We encourage this: we lap up tawdriness from the media, so the media supplies us with more of it, feeding the vicious circle. And celebrities know well the maxim ‘there is no such thing as bad publicity’. The truth of it can be irrelevant, because errant celebrities often don’t care about their reputation (or they’re happy to have a bad one; they’re not scientists, you see). I wonder whether Amy and her incarcerated husband are actually milking this. Mouthing ‘I love you’ across the courtroom. Oh, the melodrama! I can’t wait for the film. It’ll be like La Vie en Rose (disappointing, by the way); hardly original is it? The thing is, Amy has, like Edith Piaf, the power to reach us anyway – she only has to sing.
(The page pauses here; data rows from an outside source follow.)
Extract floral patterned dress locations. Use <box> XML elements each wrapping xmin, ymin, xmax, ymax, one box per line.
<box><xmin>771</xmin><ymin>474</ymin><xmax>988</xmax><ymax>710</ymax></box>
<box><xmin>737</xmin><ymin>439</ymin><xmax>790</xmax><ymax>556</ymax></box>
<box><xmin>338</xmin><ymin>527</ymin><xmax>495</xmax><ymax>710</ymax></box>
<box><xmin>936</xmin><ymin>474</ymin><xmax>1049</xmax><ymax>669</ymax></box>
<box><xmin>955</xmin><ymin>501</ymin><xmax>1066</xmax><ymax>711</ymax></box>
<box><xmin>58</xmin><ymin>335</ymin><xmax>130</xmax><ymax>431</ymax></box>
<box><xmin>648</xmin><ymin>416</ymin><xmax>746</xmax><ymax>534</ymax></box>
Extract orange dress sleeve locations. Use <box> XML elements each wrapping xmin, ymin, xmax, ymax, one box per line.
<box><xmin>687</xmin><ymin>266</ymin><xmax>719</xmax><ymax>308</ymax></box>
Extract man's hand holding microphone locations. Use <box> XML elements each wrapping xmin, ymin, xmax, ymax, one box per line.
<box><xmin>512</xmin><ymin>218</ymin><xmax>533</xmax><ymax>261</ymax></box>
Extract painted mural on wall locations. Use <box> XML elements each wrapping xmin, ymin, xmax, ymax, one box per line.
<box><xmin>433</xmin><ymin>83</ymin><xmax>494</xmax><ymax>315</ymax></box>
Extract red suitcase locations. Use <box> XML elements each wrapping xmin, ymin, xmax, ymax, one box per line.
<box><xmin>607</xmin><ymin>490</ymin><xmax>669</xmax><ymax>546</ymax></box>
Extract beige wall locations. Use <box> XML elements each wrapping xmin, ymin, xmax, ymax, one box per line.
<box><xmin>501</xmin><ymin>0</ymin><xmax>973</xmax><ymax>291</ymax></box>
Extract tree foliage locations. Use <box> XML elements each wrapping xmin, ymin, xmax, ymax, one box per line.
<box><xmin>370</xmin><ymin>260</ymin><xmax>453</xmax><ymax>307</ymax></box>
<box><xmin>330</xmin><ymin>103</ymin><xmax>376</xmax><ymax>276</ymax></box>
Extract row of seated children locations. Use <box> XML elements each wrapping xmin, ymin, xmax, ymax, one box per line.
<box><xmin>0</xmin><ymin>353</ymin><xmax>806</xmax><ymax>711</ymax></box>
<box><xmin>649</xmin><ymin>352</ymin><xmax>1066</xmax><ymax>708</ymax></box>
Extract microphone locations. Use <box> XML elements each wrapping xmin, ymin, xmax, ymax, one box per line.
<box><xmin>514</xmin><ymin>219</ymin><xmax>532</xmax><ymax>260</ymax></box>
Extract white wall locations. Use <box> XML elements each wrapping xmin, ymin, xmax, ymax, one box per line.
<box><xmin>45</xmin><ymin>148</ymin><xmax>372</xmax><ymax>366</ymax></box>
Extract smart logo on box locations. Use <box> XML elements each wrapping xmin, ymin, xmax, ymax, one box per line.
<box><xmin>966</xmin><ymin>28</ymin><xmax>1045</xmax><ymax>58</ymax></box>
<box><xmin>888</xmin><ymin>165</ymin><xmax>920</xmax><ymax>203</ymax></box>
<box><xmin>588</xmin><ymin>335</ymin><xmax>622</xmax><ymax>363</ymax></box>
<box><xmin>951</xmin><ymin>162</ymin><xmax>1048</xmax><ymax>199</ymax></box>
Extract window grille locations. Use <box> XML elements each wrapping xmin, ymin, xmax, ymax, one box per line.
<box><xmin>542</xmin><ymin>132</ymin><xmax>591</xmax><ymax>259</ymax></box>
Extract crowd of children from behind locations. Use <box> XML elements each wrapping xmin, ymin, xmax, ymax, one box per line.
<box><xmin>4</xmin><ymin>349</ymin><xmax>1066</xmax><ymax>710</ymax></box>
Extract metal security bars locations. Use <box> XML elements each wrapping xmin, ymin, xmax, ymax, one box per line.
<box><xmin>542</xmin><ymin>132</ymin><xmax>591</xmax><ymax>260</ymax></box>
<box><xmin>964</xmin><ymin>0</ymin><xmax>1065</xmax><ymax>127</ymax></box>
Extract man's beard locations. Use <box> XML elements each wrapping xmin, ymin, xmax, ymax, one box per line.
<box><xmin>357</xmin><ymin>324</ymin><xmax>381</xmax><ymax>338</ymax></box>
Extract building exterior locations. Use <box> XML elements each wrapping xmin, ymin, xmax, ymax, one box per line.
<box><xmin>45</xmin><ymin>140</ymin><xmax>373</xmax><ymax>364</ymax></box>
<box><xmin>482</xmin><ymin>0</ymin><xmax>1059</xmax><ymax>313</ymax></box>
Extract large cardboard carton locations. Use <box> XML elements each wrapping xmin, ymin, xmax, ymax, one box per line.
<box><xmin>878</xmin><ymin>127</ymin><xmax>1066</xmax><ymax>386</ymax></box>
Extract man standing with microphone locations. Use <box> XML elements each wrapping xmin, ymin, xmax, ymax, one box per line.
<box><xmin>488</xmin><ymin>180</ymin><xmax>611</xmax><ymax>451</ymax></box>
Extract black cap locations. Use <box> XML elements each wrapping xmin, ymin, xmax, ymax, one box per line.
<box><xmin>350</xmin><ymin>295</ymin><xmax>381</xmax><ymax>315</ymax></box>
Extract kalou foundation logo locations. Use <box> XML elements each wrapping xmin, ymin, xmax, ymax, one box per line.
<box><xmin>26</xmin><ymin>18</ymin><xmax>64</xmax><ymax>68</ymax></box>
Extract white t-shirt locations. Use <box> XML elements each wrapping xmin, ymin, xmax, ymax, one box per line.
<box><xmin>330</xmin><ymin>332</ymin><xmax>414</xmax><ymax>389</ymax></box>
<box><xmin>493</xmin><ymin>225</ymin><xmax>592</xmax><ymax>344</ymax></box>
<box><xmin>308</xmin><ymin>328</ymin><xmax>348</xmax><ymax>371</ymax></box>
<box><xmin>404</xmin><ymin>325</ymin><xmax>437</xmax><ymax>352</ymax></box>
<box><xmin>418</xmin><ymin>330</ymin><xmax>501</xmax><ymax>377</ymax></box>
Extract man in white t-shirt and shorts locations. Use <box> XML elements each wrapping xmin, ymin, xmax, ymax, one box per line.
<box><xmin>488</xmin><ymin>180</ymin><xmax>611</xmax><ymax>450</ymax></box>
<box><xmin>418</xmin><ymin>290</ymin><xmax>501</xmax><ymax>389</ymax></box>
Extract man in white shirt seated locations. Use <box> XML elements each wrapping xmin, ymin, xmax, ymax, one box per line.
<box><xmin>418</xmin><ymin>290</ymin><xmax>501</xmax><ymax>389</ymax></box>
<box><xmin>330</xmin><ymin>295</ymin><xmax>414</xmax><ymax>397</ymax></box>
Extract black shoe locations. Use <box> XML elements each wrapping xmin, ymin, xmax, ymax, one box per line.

We don’t need the extra rubbish, the washing of dirty linen in public. We’ll get tired – especially if we keep shelling out for concert tickets and she doesn’t cut it. We won’t all feel sorry for her. Most of us admirers live relatively mundane lives (some of us work in a lab, for goodness’ sake), made better by witnessing great artists perform live. So don’t be surprised if some start to boo when she doesn’t deliver the goods. She doesn’t need the extra hype that lesser acts resort to. They get found out – look at The Darkness. They’ve floundered because, ultimately, they were unoriginal and crap.
I could be wrong, of course. I’m going to see her again next week. I’m compiling evidence.
What does it say? It could say lots of things; only she knows. Could be that she is so wrapped up in her own selfish, maudlin little world that she is totally oblivious and insensitive to the feelings of those who like and wish to see her. That she hasn’t the courtesy to give them a proper, honest full explanation is puerile, disrespectful and plain rude.